LGR5 belongs to the GPCR family and is a target gene of Wnt signaling that regulates tumorigenesis in colon cancer (24). Transformation exclusively occurring in LGR5+ cells could induce growth of colon adenomas (15). These findings show that LGR5 may be important in CCSCs. This study aimed to assess the function of LGR5 in CCSCs. As such, we examined the intracellular expression of LGR5 in CCSCs-enriched HT29 spheroid cells. The results showed that a high level of LGR5 was detected in the cytoplasm of HT29 spheroid cells, but was markedly decreased when the spheroid cells were induced to differentiate by culturing in FBS-containing medium. These preferential expression patterns suggest that LGR5 was correlated with the maintenance of HT29 spheroid cells. We downregulated LGR5 expression in spheroid cells by siRNA and examined whether it would affect the cells. First, we observed that LGR5 knockdown significantly inhibited the proliferation and secondary tumor sphere formation of HT29 spheroid cells in vitro. In addition, tumor growth in vivo was also suppressed by LGR5 siRNA. In order to clarify the mechanism of these effects, apoptosis and cell cycle assays were performed. The results showed that LGR5 silencing induced apoptosis and G0/G1 phase arrest in spheroid cells. These data show that LGR5 is essential for survival and the self-renewal of CCSCs, which is consistent with the findings in brain CSCs (25).

High potential for invasion and drug resistance are two important properties of CSCs (3,26). Recent studies have demonstrated that a high LGR5 expression in colon cancer tissues was closely associated with increased lymph node invasion, distant metastasis and poor chemotherapy response (18,27). These findings suggest that LGR5 exerts an effect on the malignant profile of CCSCs. To verify this hypothesis, invasion and chemosensitivity assays were conducted. As expected, LGR5 knockdown significantly reduced invasive ability and increased chemosensitivity in spheroid cells.

The molecular mechanism of LGR5 in modulating CCSCs properties remains to be determined.
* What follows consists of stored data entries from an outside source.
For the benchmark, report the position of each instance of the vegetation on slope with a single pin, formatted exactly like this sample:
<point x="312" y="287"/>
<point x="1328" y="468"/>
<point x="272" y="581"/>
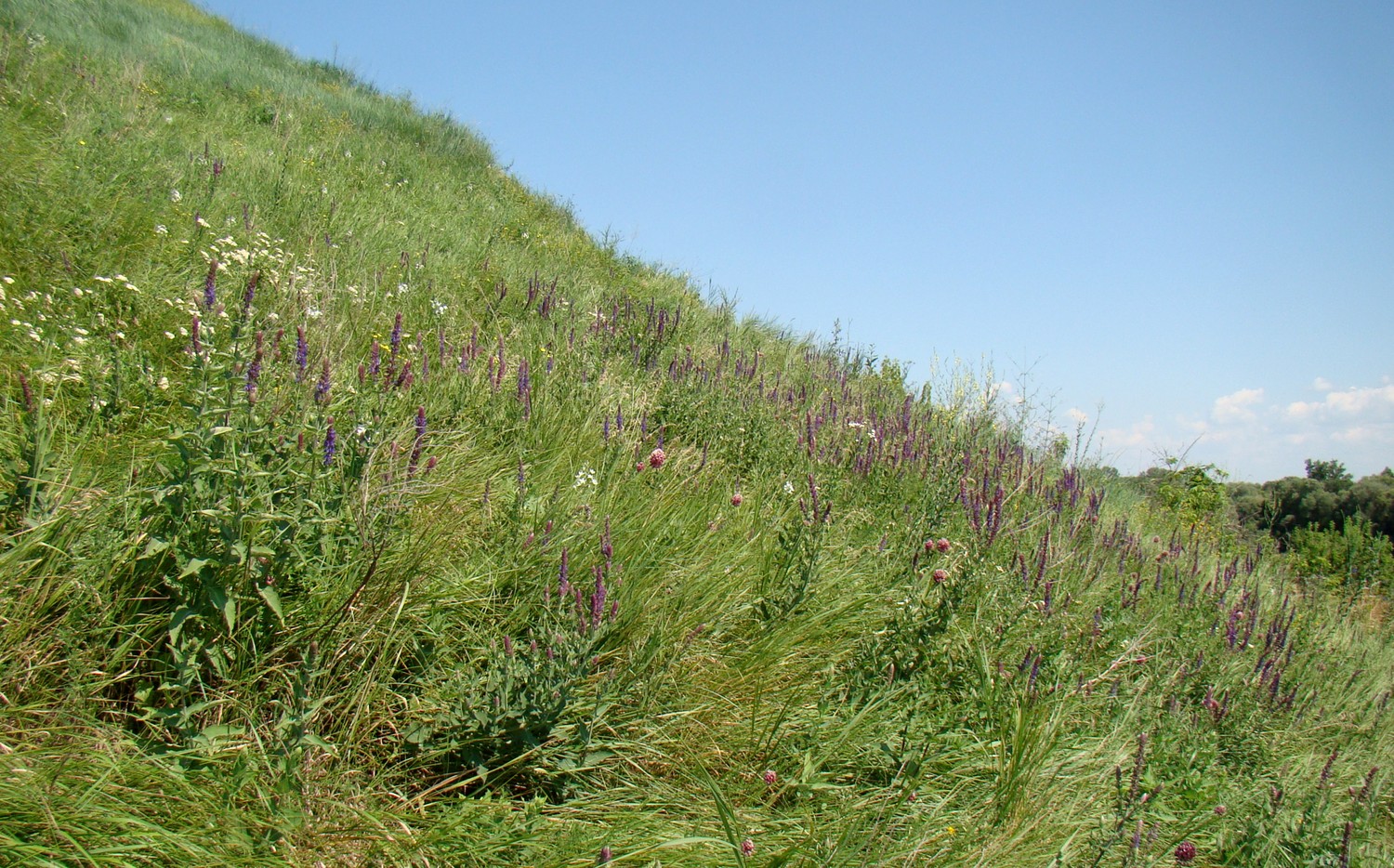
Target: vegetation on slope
<point x="362" y="508"/>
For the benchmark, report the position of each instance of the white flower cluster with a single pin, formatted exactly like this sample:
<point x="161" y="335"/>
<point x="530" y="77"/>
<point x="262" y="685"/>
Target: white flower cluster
<point x="585" y="477"/>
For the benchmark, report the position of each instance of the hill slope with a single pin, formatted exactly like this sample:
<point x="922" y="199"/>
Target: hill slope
<point x="359" y="507"/>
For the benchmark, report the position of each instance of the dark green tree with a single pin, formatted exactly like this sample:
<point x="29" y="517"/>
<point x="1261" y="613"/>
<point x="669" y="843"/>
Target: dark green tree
<point x="1330" y="474"/>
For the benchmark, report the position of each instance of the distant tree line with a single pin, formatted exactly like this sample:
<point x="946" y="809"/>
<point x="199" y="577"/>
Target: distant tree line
<point x="1337" y="531"/>
<point x="1323" y="500"/>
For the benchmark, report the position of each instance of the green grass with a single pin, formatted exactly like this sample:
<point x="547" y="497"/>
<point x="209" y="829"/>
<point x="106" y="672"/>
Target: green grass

Results of a recent study showed that Rac1-ROS-NF-κB axis is critical for malignant transformation of LGR5+ ISC (28). Focal adhesion kinase (FAK), nuclear factor-κB (NF-κB), and c-fos are regulated by LGR5 through the Rho signaling pathway (29). These downstream targets, which are key factors for inflammation and cell adhesion, also play an important role in self-renewal and differentiation and migration of stem cells (30,31). Therefore, the crosstalk between LGR5 and other signaling pathways may contribute to maintaining the function of CCSCs. In this study, we observed that LGR5 silencing altered the expression of Bcl-2, Bcl-xL and Bax in HT29 spheroid cells, suggesting LGR5 is a potential regulator of apoptosis-related genes, although the underlying mechanism involved remains to be determined.

In conclusion, the present study has shown that LGR5 is overexpressed in spheroid-derived CCSCs. LGR5 knockdown suppressed growth, self-renewal, invasion and drug resistance, and induced apoptosis and G0/G1 phase arrest of spheroid cells in vitro, as well as the expression of stem cell markers CD133 and CD44, attenuating their tumorigenicity in vivo. LGR5 is therefore indispensable for the maintenance of CCSCs. Targeting LGR5 may be an effective therapeutic strategy for eliminating colon cancer.